Tommy was regular and continuous: he blew that horn wherever and whenever. But did he want to, and try to, make a profit?

But instead of going through all the factors, Judge Kerrigan cuts to the chase. Tommy was certainly trained to be a musician and did play with J. J. Johnson, of J. J. and Kai fame, as those of us who staggered into our high school classes sleep-deprived from listening to Symphony Sid remember fondly.

“Petitioner was dedicated to his music career. He organized a jazz festival in Wisconsin and recorded four CDs, including ‘Carswell’ in 2009. Petitioner’s testimony was credible concerning the time he spent on his music career. We have recognized that a taxpayer may engage in more than one trade or business at any one time. It is also well settled that the term ‘trade or business’ includes the arts.”  2013 T. C. Sum. Op. 65, at p. 8. (Citations omitted).

I’m sure the shades of Da Vinci, Michelangelo, Rembrandt, El Greco, Velasquez and Van Gogh are pleased to be recognized as having practiced a “trade or business”, at least as far as Tax Court is concerned.

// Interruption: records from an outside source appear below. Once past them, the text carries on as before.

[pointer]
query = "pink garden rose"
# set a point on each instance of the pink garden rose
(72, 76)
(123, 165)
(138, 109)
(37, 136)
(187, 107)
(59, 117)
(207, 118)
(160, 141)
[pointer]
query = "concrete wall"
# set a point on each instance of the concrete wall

Moreover, “(P)etitioner testified that the music industry has undergone changes over the years and that it is now difficult to make a profit. He testified that many of the jazz clubs closed in Chicago and that there were not that many opportunities. He further testified that less money is made when a musician plays another artist’s music. Petitioner contends that he made changes so he can become profitable. Petitioner moved to Wisconsin in part because the cost of living was lower and because he could continue to travel to Chicago and elsewhere. For instance he will embark on a tour in Spain in summer 2013. He referred to his time in Wisconsin as rebuilding years and stated that he would like to be able to leave the software industry and pursue music full time. In addition petitioner wanted to change the course of his career, placing more emphasis on his own music and focusing on composing. He wants to leave behind a legacy of work.” 2013 T. C. Sum. Op. 65, at pp. 9-10.

It’s true Tommy lost a bundle, but Judge Kerrigan understands. “We have found that ‘a history of losses is less persuasive in the art field than it might be in other fields’, as economic success in the arts, frequently takes longer to achieve than success in other fields. We believe that the arts include music.” 2013 T. C. Sum. Op. 65, at p. 10. (Citations omitted).

I’m sure the shades of J. S. Bach, G. F. Handel, W. A. Mozart, L. van Beethoven, and J. Brahms are pleased that music is included among the arts, and is therefore a “trade or business”, according to Tax Court..

IRS says that a $600 profit in a year not at issue, based on Tommy’s CD “Catharsis”, doesn’t erase $130K of losses over a seven-year stretch.

But Tommy, echoing the more successful songwriter Robert Alan Zimmerman, says “the times they are a-changin’”. “The music industry changed, and petitioner’s focus moved from performance to original composition and other aspects of music. Petitioner contends that he made adjustments and retooled his career and that he was profitable in 2011. A result of this retooling was the CD ‘Catharsis’, which includes his original compositions.” 2013 T. C. Sum. Op. 65, at p. 10.

Judge Kerrigan says Tommy didn’t have a lot of income from other sources. But he did pretty well at his software designing, $103K in one of the years at issue, and $130K in the next. So maybe Judge Kerrigan thinks that a six-figure income is modest, after her years in a white-shoe Washington, D.C. law firm.

And though Tommy loved to blow his horn, that element of personal pleasure doesn’t negate a profit motive. You can have fun and make money.

Tommy gets nailed for some minor deductions, but he went to a fellow musician who is also a CPA and gave him all the records to do his taxes, so Judge Kerrigan knocks out all penalties.

Takeaway– If you represent artists, you can catch a break if the hits don’t just keep on comin’.